Se trataría de inducir, desde la percepción y la conciencia individual hasta el imaginario colectivo, una visión sistémica del entorno a través de la comprensión de la estructura y de las dinámicas del territorio y del paisaje. Entendemos que esta es la visión que centra la tarea del Observatori del Paisatge de Catalunya. No basta ser consciente de los problemas, ni siquiera de actuar de manera «correcta» en la esfera personal y social. Hay que orientar colectivamente la acción en función de elementos de carácter prospectivo, táctico y estratégico. Se trata, en última instancia, de determinar a dónde queremos llegar y cómo podemos lograrlo con los instrumentos de que disponemos. Ello nos sitúa en el paradigma de la sostenibilidad, que es capaz de dar sentido y orientación a la acción gestada en el proceso de sensibilización inducida por la educación ambiental. Enmarcar la educación ambiental en el horizonte de la sostenibilidad orienta la formación hacia la acción y le da un sentido político, en la más recta acepción del término. En todo ello, el paisaje tiene un papel fundamental. Lamentablemente, en el enfoque adoptado por las Naciones Unidas, en el que se vinculan sostenibilidad y educación, los aspectos referidos al paisaje y al territorio no aparecen en primer plano. El propio Convenio Europeo del Paisaje relaciona la sostenibilidad con la conservación del patrimonio natural y cultural, con la gestión responsable de los recursos y con las aspiraciones de la población, pero no explora la dimensión pedagógica ni de formación de la ciudadanía.

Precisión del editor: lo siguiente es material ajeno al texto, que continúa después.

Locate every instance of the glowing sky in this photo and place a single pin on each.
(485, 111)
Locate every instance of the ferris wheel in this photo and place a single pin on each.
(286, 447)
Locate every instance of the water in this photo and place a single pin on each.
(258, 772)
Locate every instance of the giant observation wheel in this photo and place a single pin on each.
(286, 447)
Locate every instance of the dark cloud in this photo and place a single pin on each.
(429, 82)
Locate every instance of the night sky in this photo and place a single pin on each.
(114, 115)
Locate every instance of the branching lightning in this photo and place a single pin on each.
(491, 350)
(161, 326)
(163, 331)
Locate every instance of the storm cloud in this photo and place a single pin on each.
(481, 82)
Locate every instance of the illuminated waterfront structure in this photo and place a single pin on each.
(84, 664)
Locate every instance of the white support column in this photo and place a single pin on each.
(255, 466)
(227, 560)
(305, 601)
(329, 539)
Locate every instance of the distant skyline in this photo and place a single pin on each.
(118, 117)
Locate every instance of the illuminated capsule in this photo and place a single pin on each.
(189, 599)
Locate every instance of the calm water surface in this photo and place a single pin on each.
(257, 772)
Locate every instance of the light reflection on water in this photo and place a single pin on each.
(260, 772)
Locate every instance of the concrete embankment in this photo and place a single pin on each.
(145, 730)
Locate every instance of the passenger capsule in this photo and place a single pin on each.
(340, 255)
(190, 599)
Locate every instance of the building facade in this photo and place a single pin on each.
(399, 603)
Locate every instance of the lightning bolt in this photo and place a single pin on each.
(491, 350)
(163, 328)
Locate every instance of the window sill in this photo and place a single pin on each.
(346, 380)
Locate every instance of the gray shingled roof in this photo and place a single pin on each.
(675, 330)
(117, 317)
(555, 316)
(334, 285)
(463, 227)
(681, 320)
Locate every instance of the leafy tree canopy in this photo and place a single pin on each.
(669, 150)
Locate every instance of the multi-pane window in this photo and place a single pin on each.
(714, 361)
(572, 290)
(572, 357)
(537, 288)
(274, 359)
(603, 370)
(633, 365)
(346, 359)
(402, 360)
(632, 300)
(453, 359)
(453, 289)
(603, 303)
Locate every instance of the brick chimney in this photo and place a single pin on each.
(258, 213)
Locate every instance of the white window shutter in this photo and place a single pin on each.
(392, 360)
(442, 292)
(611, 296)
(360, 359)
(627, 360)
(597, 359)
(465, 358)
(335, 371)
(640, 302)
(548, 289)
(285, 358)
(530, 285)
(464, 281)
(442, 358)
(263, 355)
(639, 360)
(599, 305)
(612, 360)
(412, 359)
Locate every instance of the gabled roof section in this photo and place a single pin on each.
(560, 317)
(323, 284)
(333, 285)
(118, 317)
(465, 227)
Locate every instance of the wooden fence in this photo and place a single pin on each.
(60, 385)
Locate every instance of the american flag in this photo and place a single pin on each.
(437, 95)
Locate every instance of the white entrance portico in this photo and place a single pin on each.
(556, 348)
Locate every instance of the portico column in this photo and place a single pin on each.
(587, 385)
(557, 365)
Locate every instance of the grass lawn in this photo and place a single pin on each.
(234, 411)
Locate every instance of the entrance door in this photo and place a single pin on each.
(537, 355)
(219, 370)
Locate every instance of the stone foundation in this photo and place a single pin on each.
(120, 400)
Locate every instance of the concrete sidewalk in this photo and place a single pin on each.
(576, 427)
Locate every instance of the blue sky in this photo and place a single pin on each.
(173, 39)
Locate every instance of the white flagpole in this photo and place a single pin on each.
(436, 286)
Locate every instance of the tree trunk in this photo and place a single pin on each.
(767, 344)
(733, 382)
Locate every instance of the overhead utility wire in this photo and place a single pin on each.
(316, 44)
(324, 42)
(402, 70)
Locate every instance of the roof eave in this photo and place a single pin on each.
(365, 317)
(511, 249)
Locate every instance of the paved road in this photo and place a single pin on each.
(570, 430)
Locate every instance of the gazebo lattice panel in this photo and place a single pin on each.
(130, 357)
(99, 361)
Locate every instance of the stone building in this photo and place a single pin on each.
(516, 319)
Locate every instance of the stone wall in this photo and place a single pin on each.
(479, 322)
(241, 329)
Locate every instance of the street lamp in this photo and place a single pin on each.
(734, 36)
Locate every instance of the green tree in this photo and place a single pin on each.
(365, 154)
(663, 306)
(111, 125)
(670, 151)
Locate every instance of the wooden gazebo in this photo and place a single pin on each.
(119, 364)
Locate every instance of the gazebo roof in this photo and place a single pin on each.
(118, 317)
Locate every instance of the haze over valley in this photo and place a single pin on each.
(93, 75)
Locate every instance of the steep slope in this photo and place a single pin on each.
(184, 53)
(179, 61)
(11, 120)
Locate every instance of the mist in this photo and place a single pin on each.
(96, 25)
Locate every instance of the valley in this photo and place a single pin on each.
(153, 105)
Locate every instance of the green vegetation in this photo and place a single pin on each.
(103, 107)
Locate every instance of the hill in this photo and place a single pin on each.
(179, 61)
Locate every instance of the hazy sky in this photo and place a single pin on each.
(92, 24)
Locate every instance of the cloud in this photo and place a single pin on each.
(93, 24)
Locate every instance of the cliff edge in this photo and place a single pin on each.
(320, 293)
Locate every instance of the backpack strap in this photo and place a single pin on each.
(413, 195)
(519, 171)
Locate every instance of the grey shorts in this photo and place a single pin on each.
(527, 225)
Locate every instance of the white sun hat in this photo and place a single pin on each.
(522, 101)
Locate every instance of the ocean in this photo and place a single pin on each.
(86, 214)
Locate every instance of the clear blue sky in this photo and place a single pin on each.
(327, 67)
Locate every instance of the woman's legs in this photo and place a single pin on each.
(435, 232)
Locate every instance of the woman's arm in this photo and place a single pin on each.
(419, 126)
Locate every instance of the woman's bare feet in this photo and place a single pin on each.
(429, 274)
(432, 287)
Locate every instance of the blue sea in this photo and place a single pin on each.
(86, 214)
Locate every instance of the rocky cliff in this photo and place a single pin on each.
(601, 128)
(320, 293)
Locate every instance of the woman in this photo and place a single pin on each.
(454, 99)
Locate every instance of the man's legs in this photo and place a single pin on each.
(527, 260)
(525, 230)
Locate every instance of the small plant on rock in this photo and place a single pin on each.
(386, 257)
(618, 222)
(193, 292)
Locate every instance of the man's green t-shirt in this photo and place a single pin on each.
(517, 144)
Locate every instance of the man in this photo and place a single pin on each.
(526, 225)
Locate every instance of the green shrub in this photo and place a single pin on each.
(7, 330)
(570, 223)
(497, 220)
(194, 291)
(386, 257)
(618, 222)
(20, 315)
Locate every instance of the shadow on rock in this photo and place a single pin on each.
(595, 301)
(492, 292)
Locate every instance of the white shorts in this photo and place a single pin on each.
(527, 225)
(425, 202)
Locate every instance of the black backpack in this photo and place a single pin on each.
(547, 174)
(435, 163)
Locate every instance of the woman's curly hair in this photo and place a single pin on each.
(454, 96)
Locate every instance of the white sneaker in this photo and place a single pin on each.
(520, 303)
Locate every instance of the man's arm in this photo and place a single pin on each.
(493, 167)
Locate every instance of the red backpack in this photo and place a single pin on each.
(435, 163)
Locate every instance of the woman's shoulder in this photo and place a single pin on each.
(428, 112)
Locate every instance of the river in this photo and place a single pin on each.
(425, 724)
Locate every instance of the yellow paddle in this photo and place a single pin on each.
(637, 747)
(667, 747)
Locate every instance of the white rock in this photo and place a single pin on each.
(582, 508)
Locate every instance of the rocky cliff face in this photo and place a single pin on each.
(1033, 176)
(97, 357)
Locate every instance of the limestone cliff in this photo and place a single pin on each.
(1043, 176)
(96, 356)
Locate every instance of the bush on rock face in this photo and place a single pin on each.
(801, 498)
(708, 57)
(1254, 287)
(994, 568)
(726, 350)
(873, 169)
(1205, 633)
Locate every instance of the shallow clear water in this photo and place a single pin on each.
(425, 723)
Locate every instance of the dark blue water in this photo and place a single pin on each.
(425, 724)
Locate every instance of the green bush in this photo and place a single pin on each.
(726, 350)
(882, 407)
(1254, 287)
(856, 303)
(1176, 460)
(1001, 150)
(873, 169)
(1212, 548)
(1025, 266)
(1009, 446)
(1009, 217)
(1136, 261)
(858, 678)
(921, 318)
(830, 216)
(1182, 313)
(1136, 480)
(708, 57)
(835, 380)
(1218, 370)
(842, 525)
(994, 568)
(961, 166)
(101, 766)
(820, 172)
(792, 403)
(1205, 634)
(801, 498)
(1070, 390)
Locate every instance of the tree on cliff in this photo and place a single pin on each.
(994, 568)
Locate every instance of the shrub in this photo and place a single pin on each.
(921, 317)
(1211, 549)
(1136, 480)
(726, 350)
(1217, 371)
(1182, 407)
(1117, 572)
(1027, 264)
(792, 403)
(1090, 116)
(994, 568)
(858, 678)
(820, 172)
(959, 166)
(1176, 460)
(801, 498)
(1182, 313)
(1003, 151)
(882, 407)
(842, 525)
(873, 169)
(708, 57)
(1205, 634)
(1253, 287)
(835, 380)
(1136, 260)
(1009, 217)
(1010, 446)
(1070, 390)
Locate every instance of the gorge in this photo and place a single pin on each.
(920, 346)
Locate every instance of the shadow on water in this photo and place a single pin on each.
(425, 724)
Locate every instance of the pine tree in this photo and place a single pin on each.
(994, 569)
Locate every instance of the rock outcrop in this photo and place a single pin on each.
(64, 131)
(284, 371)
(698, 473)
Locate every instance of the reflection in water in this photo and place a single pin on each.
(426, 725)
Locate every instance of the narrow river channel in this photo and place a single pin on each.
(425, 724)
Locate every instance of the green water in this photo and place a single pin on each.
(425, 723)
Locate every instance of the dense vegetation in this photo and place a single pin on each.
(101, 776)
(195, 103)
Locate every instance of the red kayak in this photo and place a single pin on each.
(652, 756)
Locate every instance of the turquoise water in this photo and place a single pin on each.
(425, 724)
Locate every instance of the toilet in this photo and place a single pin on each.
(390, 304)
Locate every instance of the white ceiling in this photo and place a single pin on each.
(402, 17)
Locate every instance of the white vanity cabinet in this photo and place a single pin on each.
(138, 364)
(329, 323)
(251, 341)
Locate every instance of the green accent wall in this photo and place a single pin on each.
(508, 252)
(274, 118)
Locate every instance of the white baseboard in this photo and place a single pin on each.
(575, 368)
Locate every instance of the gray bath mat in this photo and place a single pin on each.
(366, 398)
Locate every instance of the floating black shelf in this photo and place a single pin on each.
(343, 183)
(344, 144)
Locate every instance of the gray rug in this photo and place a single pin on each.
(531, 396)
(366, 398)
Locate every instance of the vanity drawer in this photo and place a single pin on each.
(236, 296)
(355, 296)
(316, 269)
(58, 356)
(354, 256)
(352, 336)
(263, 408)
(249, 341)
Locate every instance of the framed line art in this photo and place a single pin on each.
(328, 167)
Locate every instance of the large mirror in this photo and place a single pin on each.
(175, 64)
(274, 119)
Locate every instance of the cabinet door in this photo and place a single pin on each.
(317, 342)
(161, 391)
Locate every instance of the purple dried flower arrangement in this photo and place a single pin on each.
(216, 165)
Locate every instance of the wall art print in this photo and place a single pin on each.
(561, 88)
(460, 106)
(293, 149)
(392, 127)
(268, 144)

Por el contrario, en el campo de la investigación pedagógica se están haciendo avances interesantes. La geógrafa y pedagoga italiana Benedetta Castiglioni, con una amplia trayectoria en la reflexión sobre la pedagogía del paisaje, ha desarrollado una argumentación estimulante sobre la existencia de fuertes sinergias entre paisaje y formación para la sostenibilidad. Parte de la conceptualización del paisaje como una interfaz comunicativa entre sujeto humano y territorio: el paisaje expresa y permite comprender el territorio. Dice Castiglioni en una comunicación al Consejo de Europa: «El descubrimiento del lenguaje con el que se comunica el paisaje permite tanto el desarrollo de nuevas habilidades cognitivas como la adquisición de valores. Y en esta relación de diálogo, el paisaje enriquece la persona y, al propio tiempo, le permite que pueda responder mediante el respeto, la participación y la construcción responsable.»
El planteamiento de Castiglioni podría ser la base para iniciar una reflexión paralela a la que condujo al enunciado del concepto de ciudad educadora. Permitiría hablar de paisaje educador, siempre en el contexto, más amplio, de la educación o formación para la sostenibilidad.